In California, a third way

May 25, 1999|By Ronald Brownstein

WHEN Bill Clinton took office as president, congressional Democrats resisted Mr. Clinton's efforts to steer them in the centrist direction he promised in his 1992 campaign. Mr. Clinton was too deferential, and he compounded his problems by his own miscalculations on issues such as health care. The resulting chaos undermined the president's first two years -- and precipitated the GOP landslide of 1994.

California Gov. Gray Davis is too polite -- or politic -- to say he's worried that his Democratic allies could drag him into the same ditch. But he is clearly focused on the challenge of imposing executive leadership, and a centrist direction, on a party that had been denied the governorship for 16 years before he took office.

So far, Mr. Davis says, he's "pleasantly surprised" at the state legislature's willingness "to give me the benefit of the doubt" on his proposals, particularly the education reform package passed earlier this year. But he also recognizes that it requires "an act of will" to keep his administration from being slowly tugged to the left when all the institutional pressures in the party flow that way: "I don't want to mislead you: It's not easy to govern from the center."

A test case

Mr. Davis' determination to "govern from the center" has made his governorship an intriguing test case for Democrats nationwide. Democrats hold just 17 governorships, and Mr. Davis is the only Democratic governor in the nine largest states. For New Democrats eager to prove that Mr. Clinton's centrist approach can bring meaningful change and build a lasting coalition at the state level, Mr. Davis has become the most important game on the board.

"When the Republicans have not only New York state but New York City and Florida and Texas, California really becomes a tremendously important proving ground for the new politics for Democrats," said Will Marshall, executive director of the centrist Progressive Policy Institute.

Mr. Davis is not necessarily the first state politician one might have predicted for this role. During his long ascent, he was marked more by his persistence than his creativity.

But he ran a disciplined, resolutely centrist campaign through the primaries and general election last year. And in office, he "has not deviated one centimeter from the political 50-yard line," said GOP consultant Dan Schnur.

In that process, Mr. Davis is unambiguously identifying with Mr. Clinton's new synthesis. Without defending Mr. Clinton's personal behavior, Mr. Davis said: "I wouldn't be sitting here today without President Clinton. If people weren't persuaded that a Democrat could be tough on crime, supportive of economic growth and a protector of the environment, I wouldn't have had the chance."

Setting an agenda

In his own agenda, Mr. Davis echoes many of the new themes that Mr. Clinton has made popular at the national level. On education, Mr. Davis so far has emphasized accountability -- new tests for students, new rankings for schools, new reviews for teachers -- over new spending.

During his four-year term, he said, "more money will be spent on education." But he quickly added: "At least as important . . . is a different attitude. . . . I want to change the culture of education from excuses for poor performance to higher expectations and higher performance."

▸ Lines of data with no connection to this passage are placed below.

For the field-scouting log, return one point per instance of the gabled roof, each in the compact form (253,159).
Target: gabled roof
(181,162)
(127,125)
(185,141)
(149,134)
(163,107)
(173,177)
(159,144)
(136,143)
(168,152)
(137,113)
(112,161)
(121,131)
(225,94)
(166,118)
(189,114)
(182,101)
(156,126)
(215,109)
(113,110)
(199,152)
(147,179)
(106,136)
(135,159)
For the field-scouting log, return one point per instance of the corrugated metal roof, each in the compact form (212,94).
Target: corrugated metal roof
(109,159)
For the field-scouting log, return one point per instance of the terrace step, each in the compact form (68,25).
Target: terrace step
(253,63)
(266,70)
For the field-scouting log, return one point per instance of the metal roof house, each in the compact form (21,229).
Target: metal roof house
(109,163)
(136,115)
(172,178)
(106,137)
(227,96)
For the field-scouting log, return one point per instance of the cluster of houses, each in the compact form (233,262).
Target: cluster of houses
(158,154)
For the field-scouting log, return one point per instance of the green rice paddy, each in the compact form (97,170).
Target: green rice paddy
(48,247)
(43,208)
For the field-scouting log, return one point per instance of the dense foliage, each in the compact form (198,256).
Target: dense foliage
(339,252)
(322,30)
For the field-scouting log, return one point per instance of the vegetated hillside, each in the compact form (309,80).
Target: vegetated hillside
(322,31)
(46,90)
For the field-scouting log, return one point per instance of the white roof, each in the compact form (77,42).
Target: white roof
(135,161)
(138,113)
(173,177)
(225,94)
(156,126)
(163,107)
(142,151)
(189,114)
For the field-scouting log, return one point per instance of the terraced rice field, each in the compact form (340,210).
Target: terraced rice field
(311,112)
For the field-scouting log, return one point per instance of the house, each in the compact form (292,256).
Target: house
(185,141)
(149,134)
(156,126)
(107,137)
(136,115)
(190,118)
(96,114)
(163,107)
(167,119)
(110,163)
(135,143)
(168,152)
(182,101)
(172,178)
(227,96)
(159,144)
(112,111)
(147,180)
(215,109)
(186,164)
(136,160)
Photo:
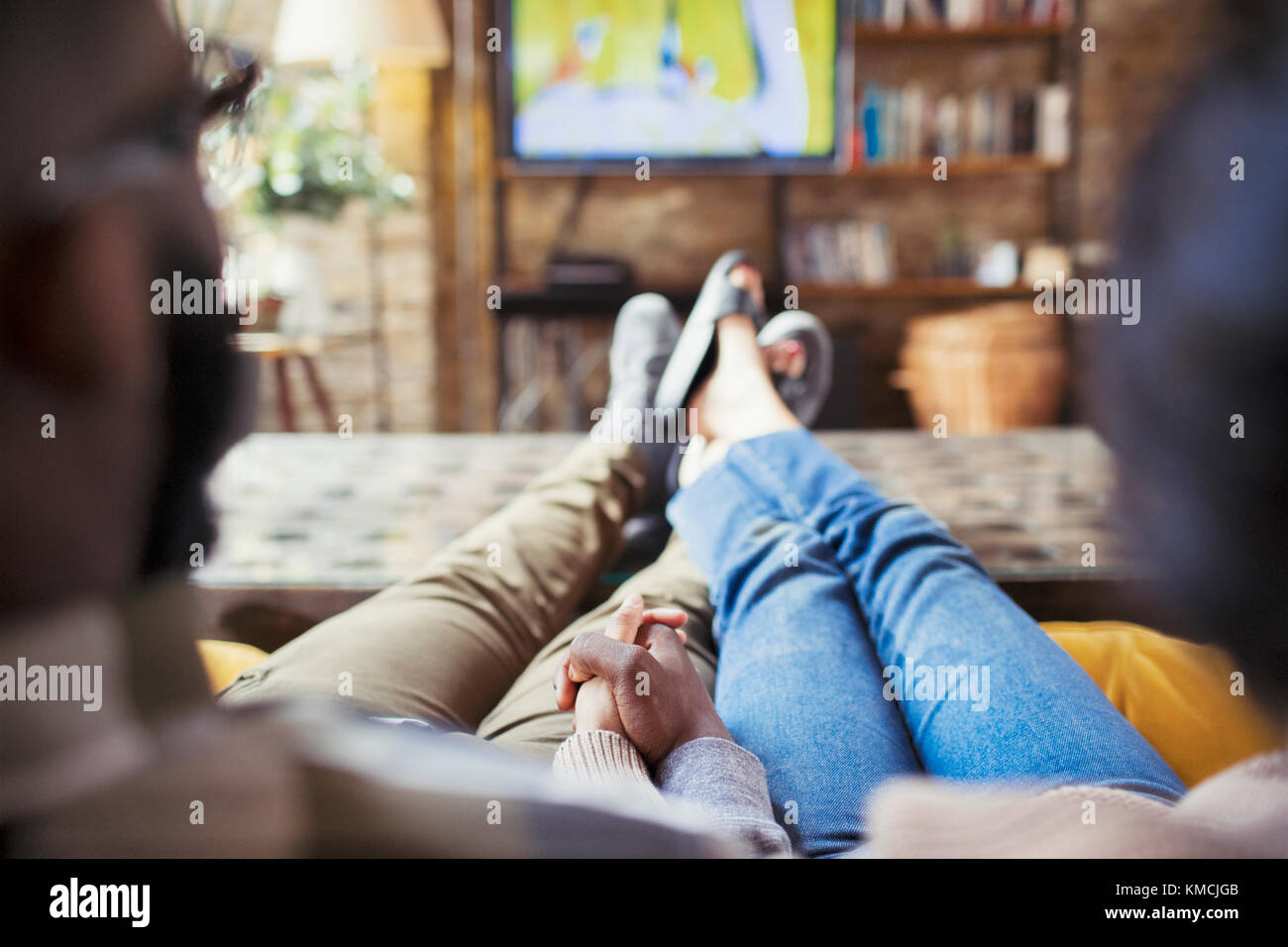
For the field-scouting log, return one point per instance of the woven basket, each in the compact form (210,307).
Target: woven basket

On social policy, Mr. Davis identifies with the movement gaining momentum in both political parties to increase the role of neighborhood groups, including church-based charities, in delivering various social services.

On spending, Mr. Davis is seeking a Clintonesque balance: He's championing overall restraint while defending an activist role for government in targeted areas. He's displayed the first instinct in his frugal proposals for the $4.3 billion surplus discovered in the latest state budget estimates. He shows the second when he says that over time he would like to expand the state program that provides health insurance for the uninsured children of working families to the adults in those same families.

Watching his step

Meanwhile, though, Mr. Davis has focused on the unglamorous work of increasing enrollment in the existing health care program for children. That reflects his step-by-step approach to politics -- an instinct that should help him avoid some of the pratfalls Mr. Clinton took early on.

But, like any virtue, Mr. Davis' discipline can become a vice if taken too far. Republicans are already trying to portray him as a split-the-difference triangulator who doesn't offend because he doesn't inspire. Some liberals, grousing about Mr. Davis' budget and his refusal to abandon the legal defense of Proposition 187, privately echo the charge.

To blunt those criticisms, Mr. Davis doesn't have to move left or right. But he does have to be bold. For a politician who has promised reform, caution is the greatest risk.

Ronald Brownstein covers politics for the Los Angeles Times.